Peloton Cycle, opening later this winter at 140 W. 23rd St., will sell the $1,995 carbon steel exercise bikes used during its classes, which are equipped with handlebar-mounted touch screens that allow users to tap into the studio remotely.
All of the instructor-led classes in the 50-bike studio will be filmed and streamed online, so that subscribers across the country can follow along.
"It's pretty much a television studio for us," said Tom Cortese, the company's chief operating officer.
That's not to say the classes are only for actors and fitness models — the new facility will be a full-service gym open to members and complete with a lounge, juice bar, locker rooms and showers.

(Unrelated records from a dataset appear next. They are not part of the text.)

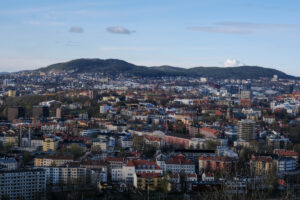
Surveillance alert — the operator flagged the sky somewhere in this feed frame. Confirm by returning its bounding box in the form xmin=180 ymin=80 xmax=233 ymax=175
xmin=0 ymin=0 xmax=300 ymax=76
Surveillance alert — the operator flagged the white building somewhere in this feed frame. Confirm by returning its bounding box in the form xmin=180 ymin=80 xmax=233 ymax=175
xmin=166 ymin=154 xmax=196 ymax=174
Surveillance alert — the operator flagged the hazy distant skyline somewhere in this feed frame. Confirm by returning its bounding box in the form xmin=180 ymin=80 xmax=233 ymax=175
xmin=0 ymin=0 xmax=300 ymax=76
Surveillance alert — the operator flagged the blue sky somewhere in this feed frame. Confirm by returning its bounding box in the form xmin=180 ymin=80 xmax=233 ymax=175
xmin=0 ymin=0 xmax=300 ymax=76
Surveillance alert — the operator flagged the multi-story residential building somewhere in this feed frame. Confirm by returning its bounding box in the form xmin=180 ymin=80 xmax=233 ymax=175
xmin=42 ymin=166 xmax=91 ymax=185
xmin=238 ymin=119 xmax=255 ymax=142
xmin=276 ymin=157 xmax=297 ymax=173
xmin=274 ymin=149 xmax=299 ymax=160
xmin=166 ymin=154 xmax=196 ymax=174
xmin=7 ymin=106 xmax=25 ymax=122
xmin=250 ymin=155 xmax=273 ymax=176
xmin=266 ymin=135 xmax=290 ymax=149
xmin=34 ymin=156 xmax=73 ymax=167
xmin=199 ymin=156 xmax=238 ymax=172
xmin=0 ymin=169 xmax=46 ymax=200
xmin=144 ymin=135 xmax=165 ymax=147
xmin=123 ymin=160 xmax=163 ymax=185
xmin=200 ymin=127 xmax=218 ymax=138
xmin=0 ymin=157 xmax=18 ymax=170
xmin=92 ymin=139 xmax=107 ymax=150
xmin=80 ymin=160 xmax=107 ymax=183
xmin=135 ymin=173 xmax=162 ymax=191
xmin=121 ymin=138 xmax=133 ymax=149
xmin=43 ymin=138 xmax=58 ymax=151
xmin=32 ymin=106 xmax=49 ymax=119
xmin=155 ymin=152 xmax=167 ymax=171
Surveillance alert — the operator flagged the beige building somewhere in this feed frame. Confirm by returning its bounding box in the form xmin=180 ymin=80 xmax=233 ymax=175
xmin=34 ymin=156 xmax=73 ymax=167
xmin=43 ymin=138 xmax=58 ymax=151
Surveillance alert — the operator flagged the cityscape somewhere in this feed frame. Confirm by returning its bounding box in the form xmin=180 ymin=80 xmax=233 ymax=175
xmin=0 ymin=0 xmax=300 ymax=200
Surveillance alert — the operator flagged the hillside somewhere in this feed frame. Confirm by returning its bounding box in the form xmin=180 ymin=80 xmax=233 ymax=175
xmin=35 ymin=59 xmax=295 ymax=79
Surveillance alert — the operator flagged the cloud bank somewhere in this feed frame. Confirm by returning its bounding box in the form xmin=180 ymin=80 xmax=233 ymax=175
xmin=69 ymin=26 xmax=84 ymax=33
xmin=223 ymin=58 xmax=245 ymax=67
xmin=106 ymin=26 xmax=135 ymax=35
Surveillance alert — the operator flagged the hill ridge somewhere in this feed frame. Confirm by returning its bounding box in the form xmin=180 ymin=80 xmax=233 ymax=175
xmin=34 ymin=58 xmax=296 ymax=79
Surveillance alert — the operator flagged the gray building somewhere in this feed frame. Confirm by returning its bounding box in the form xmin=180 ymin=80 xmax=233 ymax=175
xmin=0 ymin=169 xmax=46 ymax=200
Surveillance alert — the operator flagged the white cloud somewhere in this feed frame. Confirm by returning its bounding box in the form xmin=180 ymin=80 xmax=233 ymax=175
xmin=69 ymin=26 xmax=84 ymax=33
xmin=100 ymin=46 xmax=154 ymax=51
xmin=223 ymin=58 xmax=245 ymax=67
xmin=106 ymin=26 xmax=135 ymax=35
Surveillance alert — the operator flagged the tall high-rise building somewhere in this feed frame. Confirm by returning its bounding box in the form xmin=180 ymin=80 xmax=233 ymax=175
xmin=238 ymin=119 xmax=255 ymax=142
xmin=7 ymin=106 xmax=25 ymax=122
xmin=32 ymin=106 xmax=49 ymax=119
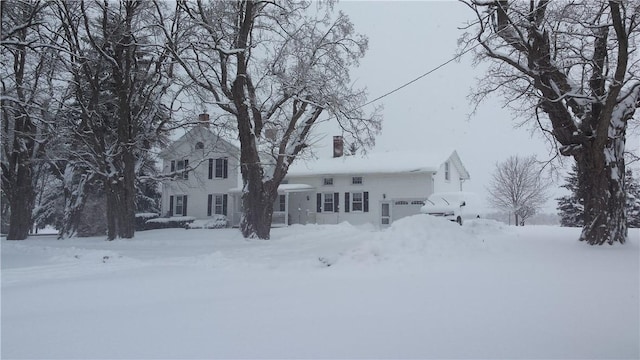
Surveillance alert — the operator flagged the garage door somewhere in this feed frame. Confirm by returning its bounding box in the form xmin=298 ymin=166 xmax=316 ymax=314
xmin=391 ymin=199 xmax=425 ymax=221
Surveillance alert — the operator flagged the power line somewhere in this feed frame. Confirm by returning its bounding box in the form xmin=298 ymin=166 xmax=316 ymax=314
xmin=354 ymin=43 xmax=482 ymax=110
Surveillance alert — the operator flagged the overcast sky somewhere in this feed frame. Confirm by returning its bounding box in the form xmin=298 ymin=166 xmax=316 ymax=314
xmin=306 ymin=1 xmax=555 ymax=211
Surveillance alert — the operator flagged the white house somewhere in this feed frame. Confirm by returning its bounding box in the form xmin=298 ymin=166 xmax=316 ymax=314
xmin=160 ymin=121 xmax=469 ymax=226
xmin=160 ymin=114 xmax=240 ymax=219
xmin=285 ymin=139 xmax=469 ymax=226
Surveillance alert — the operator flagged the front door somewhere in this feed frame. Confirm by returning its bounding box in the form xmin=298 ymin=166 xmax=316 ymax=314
xmin=380 ymin=201 xmax=391 ymax=226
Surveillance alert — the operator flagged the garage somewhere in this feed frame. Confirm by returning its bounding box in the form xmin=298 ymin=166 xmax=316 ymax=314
xmin=391 ymin=198 xmax=426 ymax=221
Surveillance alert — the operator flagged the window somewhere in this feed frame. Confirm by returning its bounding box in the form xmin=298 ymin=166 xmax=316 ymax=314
xmin=169 ymin=195 xmax=187 ymax=216
xmin=274 ymin=195 xmax=287 ymax=211
xmin=215 ymin=158 xmax=229 ymax=179
xmin=215 ymin=195 xmax=224 ymax=215
xmin=322 ymin=193 xmax=334 ymax=212
xmin=351 ymin=192 xmax=363 ymax=211
xmin=171 ymin=159 xmax=189 ymax=180
xmin=207 ymin=194 xmax=227 ymax=216
xmin=316 ymin=193 xmax=338 ymax=213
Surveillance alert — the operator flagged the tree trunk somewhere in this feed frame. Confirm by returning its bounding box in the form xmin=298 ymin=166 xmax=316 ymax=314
xmin=117 ymin=149 xmax=136 ymax=239
xmin=240 ymin=184 xmax=277 ymax=240
xmin=7 ymin=161 xmax=35 ymax=240
xmin=575 ymin=131 xmax=627 ymax=245
xmin=105 ymin=179 xmax=118 ymax=241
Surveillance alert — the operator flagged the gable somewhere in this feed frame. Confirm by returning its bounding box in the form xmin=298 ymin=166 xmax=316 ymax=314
xmin=158 ymin=126 xmax=240 ymax=159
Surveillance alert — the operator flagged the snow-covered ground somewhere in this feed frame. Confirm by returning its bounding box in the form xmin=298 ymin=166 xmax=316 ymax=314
xmin=1 ymin=215 xmax=640 ymax=359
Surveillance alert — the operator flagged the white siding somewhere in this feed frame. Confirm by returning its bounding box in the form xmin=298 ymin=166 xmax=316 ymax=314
xmin=162 ymin=131 xmax=239 ymax=219
xmin=288 ymin=173 xmax=433 ymax=225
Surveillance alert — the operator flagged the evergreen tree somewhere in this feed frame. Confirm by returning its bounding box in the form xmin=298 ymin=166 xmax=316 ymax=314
xmin=556 ymin=165 xmax=640 ymax=228
xmin=625 ymin=169 xmax=640 ymax=228
xmin=556 ymin=164 xmax=584 ymax=227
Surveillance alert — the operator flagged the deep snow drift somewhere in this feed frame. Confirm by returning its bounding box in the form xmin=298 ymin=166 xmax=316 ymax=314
xmin=1 ymin=215 xmax=640 ymax=359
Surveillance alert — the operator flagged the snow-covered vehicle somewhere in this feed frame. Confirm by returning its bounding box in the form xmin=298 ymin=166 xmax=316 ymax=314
xmin=420 ymin=191 xmax=480 ymax=225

"We're not 100 percent certain on the membership model yet for taking classes in the studio, but it will certainly be open to folks who want to take a class there," Cortese said.
Each Peloton bike has a 21.5-inch touch screen that can connect to Wi-Fi and stream live classes or watch classes on-demand. Friends can connect to Facebook and share their workouts. The bike has a microphone and webcam, letting cyclers compete and video chat with friends and rivals while working out.
The startup raised more than $300,000 on Kickstarter over the summer and hopes to open its Chelsea studio by March. The company has spent two years on research and development to perfect its bikes and programs, Cortese said.
Peloton already streams classes from a closed set on West 29th Street, featuring 10 experienced instructors. The classes only stream to Peloton bike owners, though a separate app will come in the future.
"Today, we stream just a handful of classes every day, but when we move to the full, public Chelsea location, that can get up to 10 or 12 classes a day," Cortese said.
For bikers hoping to get in a few rides at home, the company promises the bike's chain-free belt will be "near-silent" — so it won't annoy roommates or family members. Along with the nearly $2,000 price tag, buying a bike requires purchasing a one-year subscription to Peloton's streaming and on-demand classes, at $39 a month.
"There's really nothing else like it," Cortese said. "It's a piece of fitness equipment that's as intelligent as your tablet."